Cold agglutinin disease (CAD) is an autoimmune haemolytic anaemia (AIHA) mediated by monoclonal IgM anti-I autoantibodies without significant lymphoproliferative disease (LPD). Cold agglutinin syndrome (CAS) is associated with various LPDs.1-3 CAD is categorized as an independent disease according to the fifth edition of the World Health Organization (WHO) classification of haematolymphoid tumours1 and the International Consensus Classification (ICC) of mature lymphoid neoplasms.4 Recurrent somatic mutations in KMT2D and CARD11 have been detected in CAD, whereas mutations in MYD88 L265P and CXCR4 and very rarely KMT2D mutations are detected in patients with lymphoplasmacytic lymphoma (LPL).2, 5-8 The cold agglutinins (CAs) encoded by IGH gene segment V4-34 can bind to the I/i carbohydrate antigen on the surface of erythrocytes.2, 9 However, the mutational status of IGH gene in LPL with CAS is still unclear. Furthermore, previous reports have indicated an association between CAS and coronavirus disease 2019 (COVID-19).10-12 The mechanism underlying CA production in COVID-19 remains to be elucidated. Here, we present a crucial case that sheds light on the pathophysiology of LPL with CAS associated with COVID-19.

A 58-year-old Japanese male consulted an ophthalmologist owing to sudden onset of a visual field defect in his right eye. Subsequently, his immunoglobulin IgM was markedly elevated at 9094 mg/dL, while IgG and IgA were within normal limits. Serum immunofixation electrophoresis (IFE) showed the IgM-kappa type. His serum concentration of the kappa chain was 75.2 mg/dL, and that of the lambda chain was 7.2 mg/dL, resulting in a kappa/lambda ratio of 10.44. Urinalysis revealed the presence of kappa type Bence Jones proteins, suggesting IgM monoclonal gammopathy. Laboratory tests revealed a white blood cell count (WBC) of 8700/μL (with neutrophils accounting for 45% and lymphocytes for 38%), a haemoglobin concentration (Hb) of 8.2 g/dL, platelet count of 121 000/μL, total bilirubin of 1.6 mg/dL, indirect bilirubin of 0.8 mg/dL, lactate dehydrogenase (LDH) of 180 U/L and haptoglobin <1.0 mg/dL. Moreover, the patient exhibited a positive result for CA (titre >2048-fold) and C3 in a direct globulin test. All antibodies for infections that cause CAS, such as anti-Mycoplasma pneumoniae antibodies, human immunodeficiency virus (HIV) antigen/antibodies, hepatitis B virus (HBV) surface antigen and hepatitis C virus (HCV) antibodies, were negative. Cryoglobulin was also not detected. Additionally, BM aspirate revealed monotonous proliferation of small- to medium-sized lymphocytes; plasmacytoid lymphocytes accounted for 38%, and plasma cells accounted for 4%, along with erythrocyte hyperplasia with severe haemagglutination (Figures 1A and 2B). Immunostaining of BM biopsy specimens was performed and confirmed the following immunophenotypes: CD20 (+), CD3 (−), CD5 (+), CD10 (−), Bcl-2 (+), Bcl-6 (−), CD138 (+), CD23 (−), Cyclin D1 (−), CD56 (+), kappa chain (+), lambda chain (−), IgM (+) and Ki-67 < 5%. Consistent with the distribution of CD138-positive cells, IgM was positive; kappa chains were positive in both CD20- and CD138-positive cells (Figure 1B–G). Based on these results, the patient was diagnosed with LPL and CAS. Positron emission tomography-computed tomography (PET-CT) identified abnormal accumulations in the vertebral body, iliac bone and spleen, but no definitive nodular lesions were observed (Figure 1H).
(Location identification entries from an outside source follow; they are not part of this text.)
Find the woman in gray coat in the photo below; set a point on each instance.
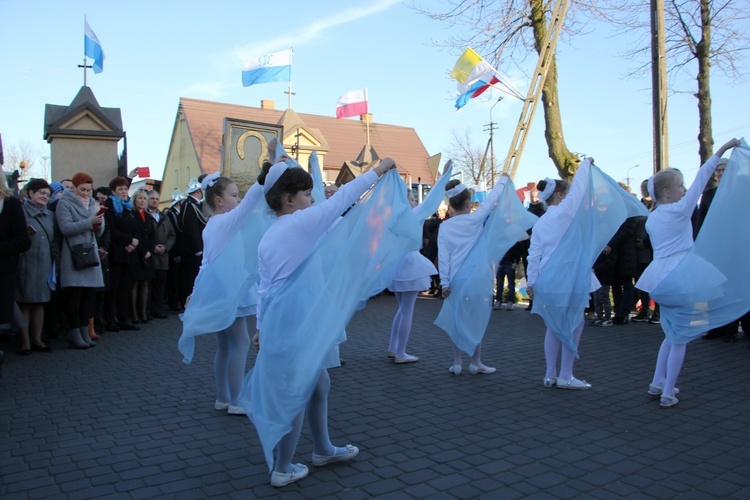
(36, 265)
(78, 219)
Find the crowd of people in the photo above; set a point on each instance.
(589, 244)
(82, 261)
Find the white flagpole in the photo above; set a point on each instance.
(291, 53)
(367, 121)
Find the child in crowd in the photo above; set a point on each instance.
(468, 245)
(296, 347)
(680, 279)
(413, 275)
(229, 239)
(579, 221)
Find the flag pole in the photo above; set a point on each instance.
(291, 54)
(84, 66)
(367, 122)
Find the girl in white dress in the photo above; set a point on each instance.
(279, 390)
(670, 229)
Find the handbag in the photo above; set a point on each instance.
(84, 255)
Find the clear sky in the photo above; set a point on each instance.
(159, 51)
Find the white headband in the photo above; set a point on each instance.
(210, 180)
(275, 172)
(455, 191)
(548, 189)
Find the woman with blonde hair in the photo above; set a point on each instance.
(143, 270)
(79, 218)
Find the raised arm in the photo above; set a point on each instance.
(317, 219)
(484, 209)
(688, 202)
(435, 196)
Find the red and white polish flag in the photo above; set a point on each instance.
(352, 103)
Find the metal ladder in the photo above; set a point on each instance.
(535, 90)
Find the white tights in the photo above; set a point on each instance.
(668, 366)
(317, 418)
(401, 327)
(552, 347)
(230, 359)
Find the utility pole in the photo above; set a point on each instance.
(489, 149)
(659, 86)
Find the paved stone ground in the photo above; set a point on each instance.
(128, 419)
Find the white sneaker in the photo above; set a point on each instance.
(279, 479)
(235, 410)
(475, 369)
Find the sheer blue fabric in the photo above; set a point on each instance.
(562, 290)
(437, 194)
(466, 312)
(319, 193)
(709, 287)
(227, 287)
(303, 317)
(415, 270)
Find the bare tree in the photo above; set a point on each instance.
(33, 157)
(709, 33)
(470, 159)
(508, 31)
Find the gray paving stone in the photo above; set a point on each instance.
(122, 435)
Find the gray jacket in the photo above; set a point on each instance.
(36, 262)
(75, 226)
(165, 235)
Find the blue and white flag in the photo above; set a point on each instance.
(92, 48)
(276, 67)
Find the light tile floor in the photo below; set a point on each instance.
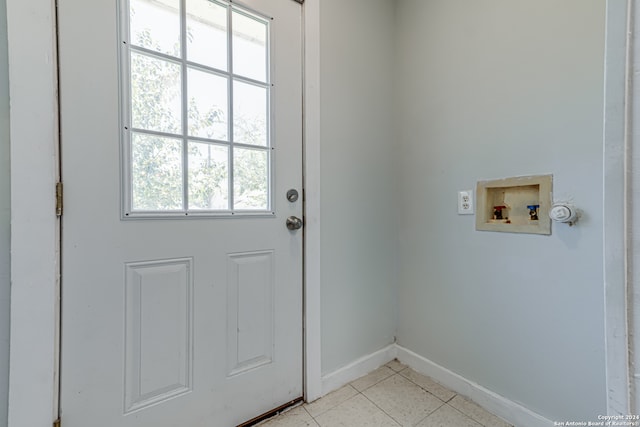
(393, 395)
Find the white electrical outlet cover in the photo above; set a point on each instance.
(465, 202)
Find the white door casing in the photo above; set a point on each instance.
(181, 321)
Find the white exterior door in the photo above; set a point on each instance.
(181, 283)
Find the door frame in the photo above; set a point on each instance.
(34, 351)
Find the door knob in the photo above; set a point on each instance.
(294, 223)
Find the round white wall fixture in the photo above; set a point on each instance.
(563, 212)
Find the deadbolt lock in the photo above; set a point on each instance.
(292, 195)
(294, 223)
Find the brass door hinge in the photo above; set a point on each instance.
(58, 199)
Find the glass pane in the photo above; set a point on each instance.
(156, 173)
(249, 47)
(208, 176)
(207, 33)
(249, 114)
(155, 94)
(250, 179)
(208, 100)
(155, 25)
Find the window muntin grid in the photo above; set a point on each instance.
(196, 115)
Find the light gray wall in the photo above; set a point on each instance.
(357, 179)
(494, 89)
(5, 213)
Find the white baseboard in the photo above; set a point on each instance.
(360, 367)
(513, 412)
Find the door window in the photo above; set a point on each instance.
(196, 109)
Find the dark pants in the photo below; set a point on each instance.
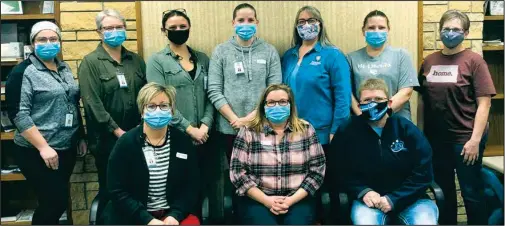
(254, 213)
(101, 158)
(51, 186)
(446, 158)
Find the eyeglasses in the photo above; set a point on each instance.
(375, 99)
(163, 107)
(453, 29)
(45, 39)
(171, 10)
(272, 103)
(111, 28)
(310, 21)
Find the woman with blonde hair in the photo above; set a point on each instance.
(277, 163)
(318, 74)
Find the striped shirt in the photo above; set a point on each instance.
(277, 168)
(158, 171)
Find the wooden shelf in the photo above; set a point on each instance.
(13, 177)
(49, 16)
(12, 63)
(7, 135)
(493, 150)
(500, 17)
(498, 96)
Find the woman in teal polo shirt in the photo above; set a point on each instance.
(318, 74)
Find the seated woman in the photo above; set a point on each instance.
(152, 173)
(277, 163)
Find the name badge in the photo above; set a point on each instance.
(150, 159)
(239, 68)
(122, 80)
(69, 120)
(181, 155)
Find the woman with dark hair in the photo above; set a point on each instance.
(379, 60)
(456, 89)
(318, 74)
(186, 69)
(152, 173)
(240, 69)
(277, 163)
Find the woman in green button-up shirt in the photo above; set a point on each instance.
(186, 69)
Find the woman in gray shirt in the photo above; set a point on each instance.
(43, 103)
(185, 69)
(379, 60)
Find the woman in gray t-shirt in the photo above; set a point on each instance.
(379, 60)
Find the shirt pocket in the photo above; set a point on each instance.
(110, 83)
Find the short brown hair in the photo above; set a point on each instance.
(152, 89)
(374, 84)
(455, 14)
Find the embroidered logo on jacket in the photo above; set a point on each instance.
(398, 146)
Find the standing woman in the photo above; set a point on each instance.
(43, 103)
(110, 78)
(456, 87)
(318, 74)
(184, 68)
(379, 60)
(240, 69)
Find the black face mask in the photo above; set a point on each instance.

Because of high levels of IgM, the patient was started on a single-agent chemotherapy regimen with bendamustine, considering the possibility of IgM flares with rituximab.13 After two cycles, the IgM level decreased to below 4000 mg/dL, and the patient was then treated with bendamustine and rituximab. However, the patient developed COVID-19 during treatment and experienced a haemolytic attack. Administration of lemdesivir and sotrovimab led to improvement in his COVID-19 condition without any severe complications. Despite a significant decrease in both IgM levels and LPL cells in the BM, as well as the undetectable expression of kappa chain determined by flow cytometry, levels of CA did not diminish, and the patient experienced recurrent haemolytic attacks after COVID-19 (Figure 2A).

Therefore, whole-exome sequencing (WES) and IGH gene rearrangement analyses were conducted using genomic DNA extracted from BM mononuclear cells at diagnosis and after COVID-19 to explore the molecular diagnosis as well as to assess clonal evolution during COVID-19 infection. The WES results indicated the presence of a KMT2D mutation (c.13885A>C, p.Thr4629Pro), with a variant allele frequency of 9.5% (coverage 57) only in BM after COVID-19 and not in BM at diagnosis (coverage 47) (Figure 2B). Neither the MYD88 L265P nor CXCR4 mutations characteristic of LPL were detected (Figure 2B). Additionally, somatic hypermutation of the IGHV4-34 gene was observed in both BM mononuclear cells at diagnosis and after COVID-19.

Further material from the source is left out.